The front porch roof sheathing was also original, but no beauty: it had been put together with mismatched pieces of scrap wood, tree branches, and sheet metal. The ashing over the kitchen win- dow is an old Quaker Oil sign. “The house may be old, but they wasted nothing.

“When I first bought the house, all the walls were white. I really wanted mid tones to dark to complement the woodwork.” Saturated colors on the walls play up the rich tones of the original chestnut and fir woodwork and collections of paintings and family pictures. Apparently, there were a lot of artists in the family, and it’s easy to mistake a family portrait photo in the upstairs hall for Myrna Loy in one of her “Thin Man” movie concoctions of the 1930s and ’40s.

Most of the art in the house was drawn or painted by family and friends. Wallpaper is ‘Vine’, by the English Arts & Crafts designer William Morris.

Steve Gross & Susan Daley

Speaking of Myrna Loy, the owner was startled while watching TV one night to see an awfully familiar-looking kitchen in one of the series’ later movies. “My kitchen came straight out of ‘The Thin Man Goes Home’, from 1945!”

She had previously lived in St. Louis, Missouri, in a three-storey architect designed townhouse. That one was perfect for her role as a single mother: “It looked old, but it wasn’t,” she says. “I loved that.”

A long exit from her career in the Midwest gave her time to consider what possessions, if any, she would bring with her when she finally made her move. Ultimately, “the only things I moved from St. Louis were paintings and books. The first night I was here, I slept on the floor with a blanket and pillow.”

With an eclectic yet discerning eye, she furnished the house with vintage treasures that fit specifically into the compact floor plan. Most were acquired inexpensively. An exception is the chestnut living room coffee table, which is French. “I just instantly knew I should buy it.” The top slides out for impromptu meals.

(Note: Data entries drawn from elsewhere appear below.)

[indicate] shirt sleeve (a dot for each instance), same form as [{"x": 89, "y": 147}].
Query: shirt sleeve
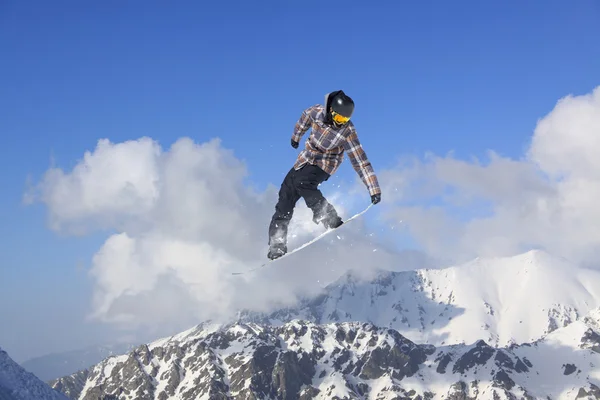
[
  {"x": 304, "y": 123},
  {"x": 361, "y": 163}
]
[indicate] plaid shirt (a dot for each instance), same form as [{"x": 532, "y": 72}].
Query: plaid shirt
[{"x": 326, "y": 145}]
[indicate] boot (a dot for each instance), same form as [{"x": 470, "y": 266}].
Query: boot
[
  {"x": 332, "y": 222},
  {"x": 276, "y": 250}
]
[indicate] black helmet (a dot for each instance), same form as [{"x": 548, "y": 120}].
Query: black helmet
[{"x": 341, "y": 107}]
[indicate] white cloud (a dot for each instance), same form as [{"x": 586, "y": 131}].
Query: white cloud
[
  {"x": 185, "y": 218},
  {"x": 459, "y": 209}
]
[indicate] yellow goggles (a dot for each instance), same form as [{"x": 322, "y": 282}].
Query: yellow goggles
[{"x": 340, "y": 119}]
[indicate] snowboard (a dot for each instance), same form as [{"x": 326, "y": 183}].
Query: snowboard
[{"x": 322, "y": 235}]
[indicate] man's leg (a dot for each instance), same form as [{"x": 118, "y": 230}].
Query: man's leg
[
  {"x": 307, "y": 182},
  {"x": 284, "y": 210}
]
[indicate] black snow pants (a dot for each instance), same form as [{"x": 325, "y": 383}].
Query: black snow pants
[{"x": 296, "y": 184}]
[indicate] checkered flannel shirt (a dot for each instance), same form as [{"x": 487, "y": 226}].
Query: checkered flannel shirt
[{"x": 326, "y": 145}]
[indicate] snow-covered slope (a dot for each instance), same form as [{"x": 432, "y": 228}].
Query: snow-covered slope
[
  {"x": 502, "y": 301},
  {"x": 18, "y": 384},
  {"x": 54, "y": 366},
  {"x": 302, "y": 360}
]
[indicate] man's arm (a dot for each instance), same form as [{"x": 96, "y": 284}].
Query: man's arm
[
  {"x": 361, "y": 163},
  {"x": 304, "y": 123}
]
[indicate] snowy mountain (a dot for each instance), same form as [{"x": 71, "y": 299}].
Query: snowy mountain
[
  {"x": 524, "y": 327},
  {"x": 302, "y": 360},
  {"x": 52, "y": 366},
  {"x": 18, "y": 384},
  {"x": 502, "y": 300}
]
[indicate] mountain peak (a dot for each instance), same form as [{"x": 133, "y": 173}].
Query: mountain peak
[{"x": 18, "y": 384}]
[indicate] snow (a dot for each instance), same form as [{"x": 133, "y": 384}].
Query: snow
[
  {"x": 531, "y": 298},
  {"x": 500, "y": 300},
  {"x": 18, "y": 384}
]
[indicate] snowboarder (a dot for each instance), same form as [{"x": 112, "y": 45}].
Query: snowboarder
[{"x": 332, "y": 134}]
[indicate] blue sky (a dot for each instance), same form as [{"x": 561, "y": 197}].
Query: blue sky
[{"x": 426, "y": 76}]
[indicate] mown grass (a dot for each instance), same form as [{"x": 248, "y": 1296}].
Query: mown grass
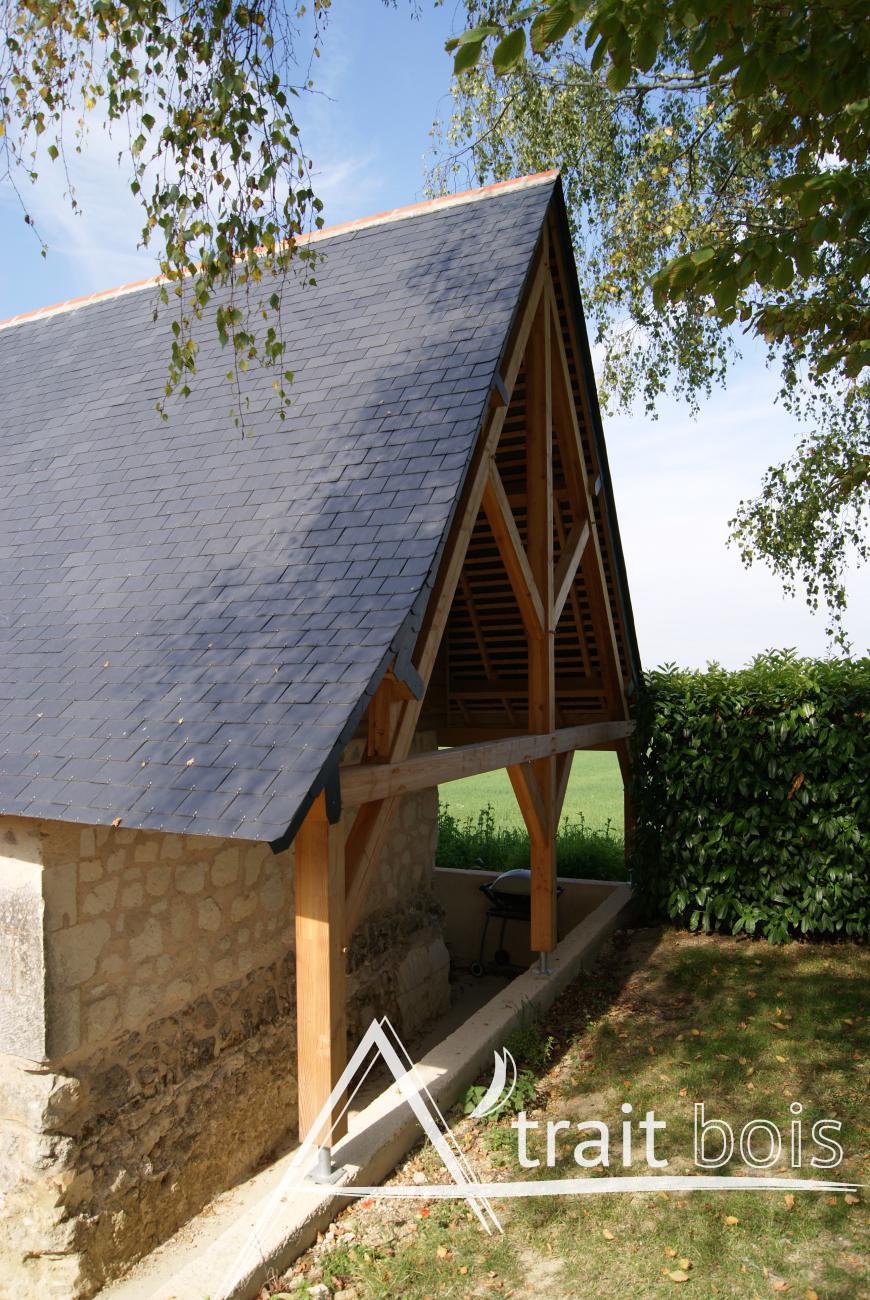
[
  {"x": 483, "y": 843},
  {"x": 666, "y": 1019},
  {"x": 594, "y": 793}
]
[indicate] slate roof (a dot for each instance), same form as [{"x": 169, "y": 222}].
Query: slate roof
[{"x": 191, "y": 622}]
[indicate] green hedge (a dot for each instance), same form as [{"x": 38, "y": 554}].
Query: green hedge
[
  {"x": 752, "y": 797},
  {"x": 580, "y": 852}
]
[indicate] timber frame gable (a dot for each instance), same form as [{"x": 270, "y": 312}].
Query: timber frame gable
[{"x": 522, "y": 651}]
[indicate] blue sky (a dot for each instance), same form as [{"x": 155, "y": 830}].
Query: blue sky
[{"x": 384, "y": 79}]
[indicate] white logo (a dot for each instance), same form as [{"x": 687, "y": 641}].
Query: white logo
[
  {"x": 382, "y": 1040},
  {"x": 493, "y": 1099}
]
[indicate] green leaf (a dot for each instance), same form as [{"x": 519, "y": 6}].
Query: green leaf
[
  {"x": 619, "y": 76},
  {"x": 509, "y": 51}
]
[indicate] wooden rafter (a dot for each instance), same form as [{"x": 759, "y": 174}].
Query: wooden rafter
[{"x": 360, "y": 783}]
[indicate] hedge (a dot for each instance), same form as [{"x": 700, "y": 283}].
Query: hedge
[{"x": 752, "y": 797}]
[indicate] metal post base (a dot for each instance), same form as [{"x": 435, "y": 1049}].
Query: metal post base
[
  {"x": 323, "y": 1173},
  {"x": 544, "y": 969}
]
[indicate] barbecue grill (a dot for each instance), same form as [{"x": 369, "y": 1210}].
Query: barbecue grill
[{"x": 510, "y": 896}]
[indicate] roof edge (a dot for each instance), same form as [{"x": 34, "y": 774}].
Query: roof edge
[{"x": 389, "y": 216}]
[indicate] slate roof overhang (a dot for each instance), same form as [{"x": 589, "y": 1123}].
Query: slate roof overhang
[{"x": 191, "y": 624}]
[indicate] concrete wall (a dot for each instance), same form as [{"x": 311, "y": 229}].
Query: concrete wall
[{"x": 147, "y": 1026}]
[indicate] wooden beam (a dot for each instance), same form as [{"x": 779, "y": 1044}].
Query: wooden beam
[
  {"x": 368, "y": 833},
  {"x": 321, "y": 1026},
  {"x": 510, "y": 547},
  {"x": 575, "y": 471},
  {"x": 567, "y": 567},
  {"x": 528, "y": 796},
  {"x": 562, "y": 775},
  {"x": 496, "y": 688},
  {"x": 541, "y": 649},
  {"x": 360, "y": 783}
]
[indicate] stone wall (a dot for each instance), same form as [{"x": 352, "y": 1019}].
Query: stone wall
[{"x": 147, "y": 1022}]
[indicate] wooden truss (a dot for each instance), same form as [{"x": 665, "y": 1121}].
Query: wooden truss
[{"x": 334, "y": 870}]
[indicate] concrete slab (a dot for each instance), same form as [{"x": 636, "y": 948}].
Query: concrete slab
[{"x": 200, "y": 1261}]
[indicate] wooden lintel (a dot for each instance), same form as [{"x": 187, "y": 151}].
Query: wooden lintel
[
  {"x": 567, "y": 567},
  {"x": 321, "y": 1027},
  {"x": 510, "y": 547},
  {"x": 368, "y": 832}
]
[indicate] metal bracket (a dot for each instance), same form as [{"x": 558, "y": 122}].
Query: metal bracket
[{"x": 323, "y": 1173}]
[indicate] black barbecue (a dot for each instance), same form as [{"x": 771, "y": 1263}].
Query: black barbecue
[{"x": 510, "y": 896}]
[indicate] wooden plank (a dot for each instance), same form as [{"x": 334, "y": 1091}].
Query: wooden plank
[
  {"x": 510, "y": 547},
  {"x": 528, "y": 796},
  {"x": 321, "y": 1026},
  {"x": 567, "y": 567},
  {"x": 360, "y": 783}
]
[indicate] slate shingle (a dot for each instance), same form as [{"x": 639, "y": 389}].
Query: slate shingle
[{"x": 246, "y": 593}]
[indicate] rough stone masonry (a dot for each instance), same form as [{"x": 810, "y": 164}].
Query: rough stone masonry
[{"x": 147, "y": 1026}]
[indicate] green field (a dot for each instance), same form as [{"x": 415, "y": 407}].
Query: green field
[{"x": 594, "y": 792}]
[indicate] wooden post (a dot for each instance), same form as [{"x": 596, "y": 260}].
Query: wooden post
[
  {"x": 541, "y": 653},
  {"x": 321, "y": 1015}
]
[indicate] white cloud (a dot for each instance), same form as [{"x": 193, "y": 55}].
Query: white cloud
[{"x": 676, "y": 484}]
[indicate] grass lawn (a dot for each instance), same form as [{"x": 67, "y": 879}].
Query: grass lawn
[
  {"x": 665, "y": 1019},
  {"x": 594, "y": 792}
]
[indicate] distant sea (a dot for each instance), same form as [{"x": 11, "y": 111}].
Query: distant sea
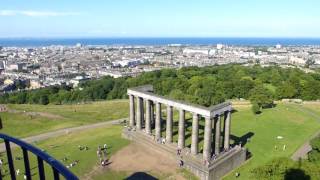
[{"x": 37, "y": 42}]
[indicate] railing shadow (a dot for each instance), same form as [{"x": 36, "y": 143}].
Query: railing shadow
[{"x": 141, "y": 175}]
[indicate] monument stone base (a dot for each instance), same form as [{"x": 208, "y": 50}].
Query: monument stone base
[{"x": 213, "y": 170}]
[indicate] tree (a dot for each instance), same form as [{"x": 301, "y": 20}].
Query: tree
[
  {"x": 255, "y": 108},
  {"x": 44, "y": 100}
]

The Morris-design pillows on the Stickley sofa in the living room came from Red House, William Morris’s home near London. The French chest that serves as a coffee table is chestnut, like most of the woodwork on the parlor level. The Arts & Crafts bookcases were eBay finds. The chair is Stickley, upholstered in Schumacher fabric.

Steve Gross & Susan Daley

Many, many items came from eBay, and quite a number were acquired at the local dump. There are a few family pieces, notably a purely decorative ceramic piece crowned with tomatoes resting on the dining-room sideboard. Her father, she says, was a bit thrifty, even when it came to buying his wife presents. “My mother’s strategy, whenever she wanted something, was to buy it for him.”

The highly figured wood of the staircase and parlor colonnade is American chestnut, never stained or painted. The entry hall chandelier is a restored antique dating to the early 20th century.

Steve Gross & Susan Daley

Besotted with the tomatoes, she bought the colorful piece as a present one December. “When my father opened it on Christmas morning, we all—my brothers and I—burst out in gales of laughter.”

She’s able to laugh at herself with just as much glee. The ‘Strawberry Thief’ pillows on the sofa in the living room came from Red House, the home Philip Webb designed for William Morris in Bexleyheath. The pillows were reasonably priced, “but it probably cost me $200 to ship them,” she says. “So I call them the world’s most expensive pillows.”